Assessing Cheniere Energy (LNG) After Recent LNG Export Headlines And Share Price Weakness
Cheniere Energy, Inc. LNG | 281.16 | +1.93% |
- Wondering if Cheniere Energy is priced fairly or if the recent moves have opened up an opportunity for you? This article walks through the numbers so you can judge the current share price with more confidence.
- Cheniere Energy shares recently closed at US$205.73, with returns of 1.3% over 7 days, 8.7% over 30 days, 4.0% year to date, and an 8.3% decline over 1 year, while 3 year and 5 year returns sit at 38.7% and a very large 233.0% respectively.
- Recent headlines around Cheniere have focused on its role as a major US LNG exporter and its ongoing position in global energy supply. This helps frame how investors think about the stock today and provides important context when you look at the recent share price moves and what they might be implying about expectations and risk.
- On our checks, Cheniere Energy scores a 6 out of 6 valuation score. Next, we will walk through what that means across different valuation approaches, before finishing with a perspective on an even better way to think about value.
Approach 1: Cheniere Energy Discounted Cash Flow (DCF) Analysis
A Discounted Cash Flow, or DCF, model estimates what a company might be worth by projecting its future cash flows and then discounting those back to today’s value. It is essentially asking what all those future dollars are worth in your hand right now.

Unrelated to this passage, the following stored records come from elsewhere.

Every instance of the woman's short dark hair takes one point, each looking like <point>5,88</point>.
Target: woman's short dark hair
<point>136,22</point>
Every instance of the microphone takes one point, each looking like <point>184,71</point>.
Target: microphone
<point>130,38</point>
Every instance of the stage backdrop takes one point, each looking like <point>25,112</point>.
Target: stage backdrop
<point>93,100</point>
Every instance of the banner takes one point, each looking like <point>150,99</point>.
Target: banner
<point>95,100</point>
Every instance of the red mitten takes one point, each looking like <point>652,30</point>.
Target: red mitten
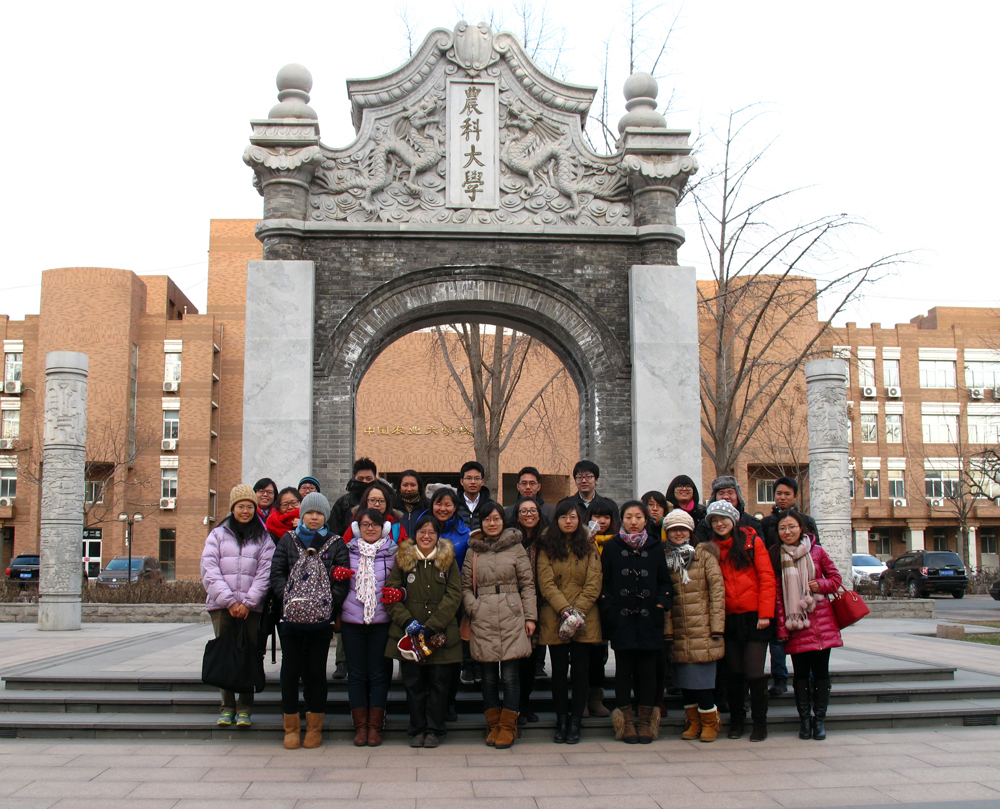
<point>392,595</point>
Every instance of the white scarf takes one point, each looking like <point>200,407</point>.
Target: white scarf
<point>365,583</point>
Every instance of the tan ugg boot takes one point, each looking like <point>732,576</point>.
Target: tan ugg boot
<point>314,730</point>
<point>692,723</point>
<point>293,731</point>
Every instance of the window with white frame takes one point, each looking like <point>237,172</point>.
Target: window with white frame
<point>939,428</point>
<point>937,373</point>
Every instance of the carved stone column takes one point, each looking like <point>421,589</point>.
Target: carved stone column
<point>65,458</point>
<point>829,486</point>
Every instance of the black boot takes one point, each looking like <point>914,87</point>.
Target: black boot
<point>821,701</point>
<point>758,709</point>
<point>803,702</point>
<point>562,728</point>
<point>573,734</point>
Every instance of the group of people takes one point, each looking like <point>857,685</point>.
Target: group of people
<point>456,587</point>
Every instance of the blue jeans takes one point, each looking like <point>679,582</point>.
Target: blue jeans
<point>367,678</point>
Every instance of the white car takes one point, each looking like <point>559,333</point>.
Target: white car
<point>865,567</point>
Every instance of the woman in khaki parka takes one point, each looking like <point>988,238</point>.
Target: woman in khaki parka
<point>695,623</point>
<point>498,593</point>
<point>569,579</point>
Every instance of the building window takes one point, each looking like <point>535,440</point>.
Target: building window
<point>12,367</point>
<point>8,483</point>
<point>890,373</point>
<point>979,374</point>
<point>168,483</point>
<point>168,552</point>
<point>939,428</point>
<point>869,429</point>
<point>765,491</point>
<point>172,368</point>
<point>897,488</point>
<point>894,428</point>
<point>937,373</point>
<point>171,423</point>
<point>10,423</point>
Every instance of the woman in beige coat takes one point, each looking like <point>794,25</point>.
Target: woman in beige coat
<point>569,578</point>
<point>498,593</point>
<point>696,623</point>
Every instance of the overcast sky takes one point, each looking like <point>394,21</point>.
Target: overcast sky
<point>126,122</point>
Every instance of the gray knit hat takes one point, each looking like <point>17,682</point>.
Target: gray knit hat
<point>314,501</point>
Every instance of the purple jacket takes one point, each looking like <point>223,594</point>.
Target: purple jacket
<point>234,575</point>
<point>822,632</point>
<point>354,611</point>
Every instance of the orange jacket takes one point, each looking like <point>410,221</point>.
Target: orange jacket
<point>752,589</point>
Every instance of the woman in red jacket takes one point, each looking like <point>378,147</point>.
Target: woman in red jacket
<point>750,606</point>
<point>806,622</point>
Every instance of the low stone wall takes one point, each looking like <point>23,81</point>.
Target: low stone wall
<point>116,613</point>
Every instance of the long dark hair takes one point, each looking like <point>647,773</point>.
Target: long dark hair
<point>558,545</point>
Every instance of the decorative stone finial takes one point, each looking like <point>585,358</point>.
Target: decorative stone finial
<point>640,101</point>
<point>294,83</point>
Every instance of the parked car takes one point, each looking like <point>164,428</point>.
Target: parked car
<point>925,572</point>
<point>865,568</point>
<point>144,568</point>
<point>24,569</point>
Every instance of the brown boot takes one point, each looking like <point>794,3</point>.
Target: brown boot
<point>360,719</point>
<point>507,730</point>
<point>492,725</point>
<point>711,724</point>
<point>692,723</point>
<point>376,721</point>
<point>314,730</point>
<point>293,731</point>
<point>622,722</point>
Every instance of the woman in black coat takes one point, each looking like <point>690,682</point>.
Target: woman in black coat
<point>634,599</point>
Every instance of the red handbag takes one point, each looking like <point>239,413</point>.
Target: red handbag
<point>848,607</point>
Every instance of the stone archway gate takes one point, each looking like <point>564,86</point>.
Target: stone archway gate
<point>470,192</point>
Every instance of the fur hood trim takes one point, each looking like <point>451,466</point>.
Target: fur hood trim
<point>406,556</point>
<point>508,539</point>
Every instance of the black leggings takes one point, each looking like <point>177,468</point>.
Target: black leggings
<point>562,655</point>
<point>812,664</point>
<point>635,666</point>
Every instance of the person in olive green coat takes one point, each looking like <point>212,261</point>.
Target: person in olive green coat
<point>426,569</point>
<point>569,580</point>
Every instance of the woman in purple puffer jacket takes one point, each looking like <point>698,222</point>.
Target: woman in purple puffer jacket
<point>365,623</point>
<point>235,570</point>
<point>806,575</point>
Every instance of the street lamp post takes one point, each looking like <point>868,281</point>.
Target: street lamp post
<point>123,517</point>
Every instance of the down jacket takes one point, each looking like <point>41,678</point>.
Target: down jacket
<point>565,583</point>
<point>433,596</point>
<point>504,597</point>
<point>823,631</point>
<point>697,617</point>
<point>235,575</point>
<point>751,589</point>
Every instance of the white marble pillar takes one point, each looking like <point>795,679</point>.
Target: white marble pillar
<point>666,414</point>
<point>277,371</point>
<point>829,486</point>
<point>65,459</point>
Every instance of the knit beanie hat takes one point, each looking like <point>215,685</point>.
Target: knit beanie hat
<point>314,501</point>
<point>678,518</point>
<point>241,492</point>
<point>722,508</point>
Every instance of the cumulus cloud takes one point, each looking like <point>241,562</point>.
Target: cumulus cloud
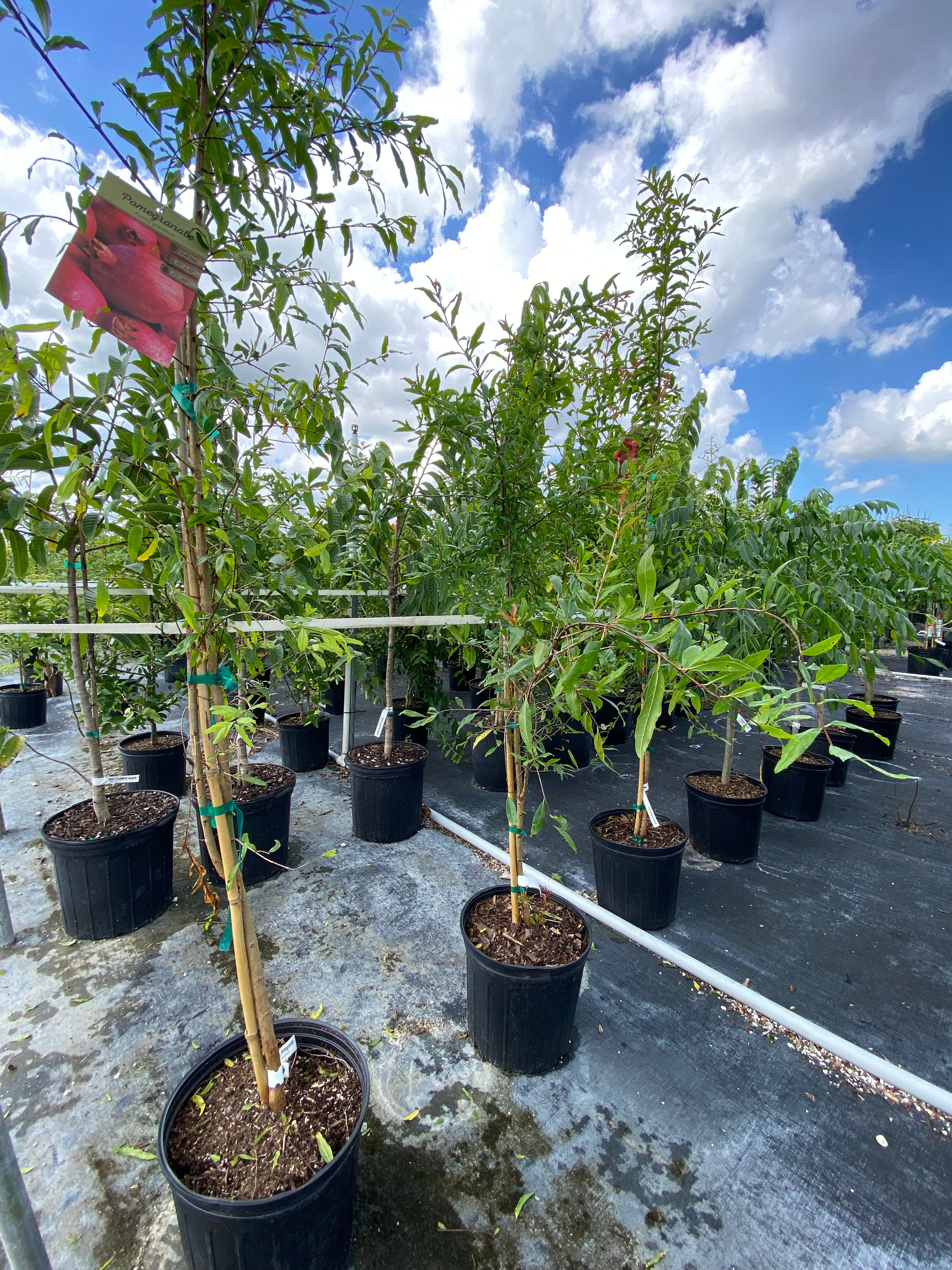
<point>890,423</point>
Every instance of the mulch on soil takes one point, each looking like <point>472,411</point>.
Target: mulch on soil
<point>164,741</point>
<point>226,1145</point>
<point>372,756</point>
<point>555,936</point>
<point>738,787</point>
<point>620,828</point>
<point>128,811</point>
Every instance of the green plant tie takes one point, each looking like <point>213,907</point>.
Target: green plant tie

For Cheniere Energy, the model used is a 2 Stage Free Cash Flow to Equity approach. The latest twelve month free cash flow sits at about $2.81b. Analyst and extrapolated projections, provided by Simply Wall St, show annual free cash flow figures in the $3b to $5.7b range between 2026 and 2035, with an example projection of $4.68b in 2030.
Discounting those projected cash flows back to today produces an estimated intrinsic value of about $491.98 per share. Compared with the recent share price of $205.73, the model implies an intrinsic discount of 58.2%. On this DCF view, Cheniere Energy appears materially undervalued according to the model’s assumptions.
Result: UNDERVALUED
Our Discounted Cash Flow (DCF) analysis suggests Cheniere Energy is undervalued by 58.2%. Track this in your watchlist or portfolio, or discover 879 more undervalued stocks based on cash flows.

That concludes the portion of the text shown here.